2 Simple Mindfulness Techniques to Ease Work Stress and Improve Your Energy
- Michelle Wise Gendusa
- Aug 4, 2024
- 2 min read

Workplace pressures such as tight deadlines, demanding clients, challenging co-workers, and heavy workloads can often feel overwhelming. Amidst this stress, we have a powerful, accessible tool at our disposal: mindfulness. Incorporating mindfulness into your workday can help manage stress and foster a healthier, more balanced approach to work.
1. Cultivating Present-Moment Attention
One of the key benefits of mindfulness in the workplace is its ability to cultivate present-moment awareness. Rather than getting caught up in stress-inducing thoughts and emotions, mindfulness encourages us to anchor our attention in the here and now. By focusing on the present moment, we can approach our tasks with greater clarity, efficiency, and engagement.
Consider how often you find yourself multitasking at work. We often fall for the illusion that multitasking increases productivity. However, it frequently leads to spreading our focus too thin, consuming more energy, and resulting in stress and burnout. Protect your energy by staying present with whatever you are currently engaged in—be it a conversation, a meeting, or a project. When you start feeling scattered and overwhelmed, pause to refocus on the task or person in front of you. This might involve closing your door to limit interruptions, putting your phone aside, or silencing notifications. By creating a conducive environment and honing your internal focus, you can manage your energy more effectively and avoid unnecessary stress.
2. Managing Stressful Situations with Equanimity
Present-moment awareness trains our minds to respond to stressors with equanimity rather than reactivity. When faced with stressful situations at work, take a brief pause to emotionally step back, take a deep breath, and simply notice what is happening. Observe what you’re experiencing in your body and your thoughts without judgment—much like viewing them as banners on a billboard.
This pause creates space between the stress trigger and your reaction. In this space, you have the opportunity to choose your response thoughtfully.
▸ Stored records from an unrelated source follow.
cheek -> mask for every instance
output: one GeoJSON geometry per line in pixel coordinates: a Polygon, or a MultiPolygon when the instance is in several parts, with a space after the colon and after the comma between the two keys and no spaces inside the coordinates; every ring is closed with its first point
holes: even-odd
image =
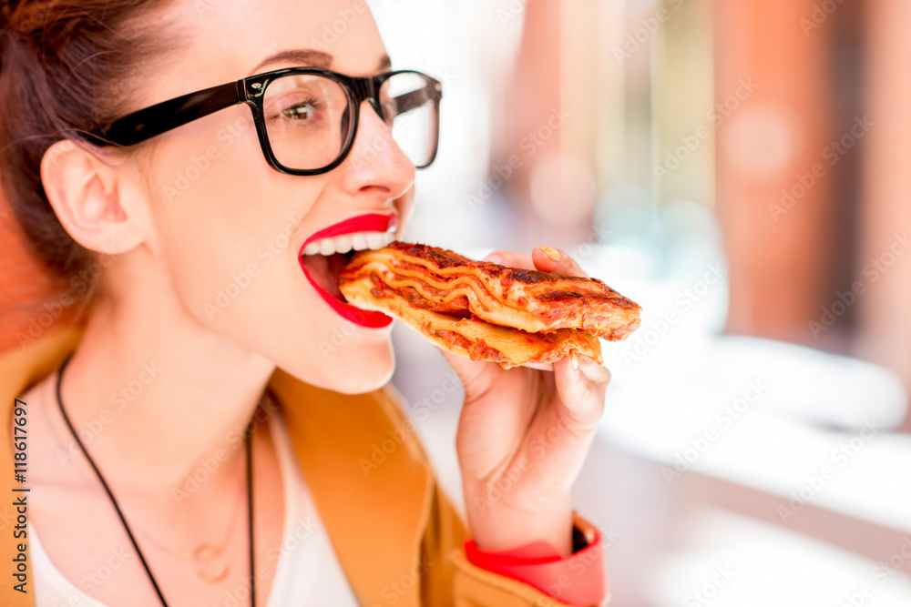
{"type": "Polygon", "coordinates": [[[155,263],[175,298],[204,328],[302,380],[348,393],[382,386],[394,367],[389,330],[339,317],[297,260],[319,228],[306,216],[325,180],[274,171],[252,128],[227,124],[181,133],[156,152],[155,263]]]}

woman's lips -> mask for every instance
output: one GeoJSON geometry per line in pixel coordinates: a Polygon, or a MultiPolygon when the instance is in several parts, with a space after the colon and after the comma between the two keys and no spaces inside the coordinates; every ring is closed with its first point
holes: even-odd
{"type": "MultiPolygon", "coordinates": [[[[331,293],[325,288],[321,287],[313,277],[311,276],[310,271],[307,269],[307,265],[304,263],[303,258],[303,248],[309,243],[319,240],[321,238],[330,238],[336,236],[342,236],[343,234],[353,234],[355,232],[385,232],[390,228],[395,226],[395,221],[397,218],[395,215],[381,215],[379,213],[370,214],[370,215],[359,215],[357,217],[349,218],[343,221],[340,221],[337,224],[333,224],[321,229],[319,232],[312,235],[301,246],[301,250],[298,251],[297,259],[301,263],[301,269],[303,270],[303,275],[307,277],[307,280],[310,282],[311,286],[316,289],[316,292],[320,294],[323,301],[329,304],[335,312],[345,319],[350,320],[355,325],[360,325],[361,327],[367,327],[370,329],[382,329],[384,327],[388,327],[393,321],[391,317],[386,316],[383,312],[374,312],[371,310],[361,309],[360,308],[355,308],[349,303],[342,301],[339,298],[342,297],[341,292],[338,292],[337,284],[331,284],[330,288],[333,288],[335,293],[331,293]]],[[[333,259],[333,258],[341,256],[307,256],[314,258],[312,263],[325,264],[324,268],[321,267],[320,269],[323,270],[322,275],[328,277],[327,282],[332,283],[338,278],[338,272],[341,271],[341,268],[333,268],[334,264],[339,263],[339,259],[333,259]],[[320,258],[322,258],[322,259],[320,258]]]]}

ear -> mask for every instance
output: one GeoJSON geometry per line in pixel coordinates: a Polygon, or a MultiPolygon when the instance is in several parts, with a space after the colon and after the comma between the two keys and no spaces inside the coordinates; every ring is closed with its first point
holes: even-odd
{"type": "Polygon", "coordinates": [[[123,253],[144,240],[142,214],[121,197],[130,189],[123,178],[118,167],[67,139],[41,158],[41,181],[60,223],[74,240],[99,253],[123,253]]]}

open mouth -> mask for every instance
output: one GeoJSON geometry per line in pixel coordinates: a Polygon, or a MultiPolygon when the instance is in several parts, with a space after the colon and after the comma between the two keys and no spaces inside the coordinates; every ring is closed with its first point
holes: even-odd
{"type": "Polygon", "coordinates": [[[387,327],[392,318],[345,301],[339,275],[355,251],[383,248],[395,239],[396,216],[360,215],[316,232],[303,243],[298,258],[307,280],[339,316],[362,327],[387,327]]]}

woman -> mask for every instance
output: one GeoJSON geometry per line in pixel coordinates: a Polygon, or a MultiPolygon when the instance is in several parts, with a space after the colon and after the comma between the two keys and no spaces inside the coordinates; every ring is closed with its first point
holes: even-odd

This practice is particularly useful in high-pressure environments where quick decision-making is required or when you feel compelled to react impulsively. The next time you encounter a stressful conversation or situation at work and notice a physical reaction in your body, take a few deep breaths, create some space, and respond from a place of wisdom rather than reactivity.
By incorporating these mindfulness techniques, you can enhance your ability to manage stress and maintain your energy throughout the workday.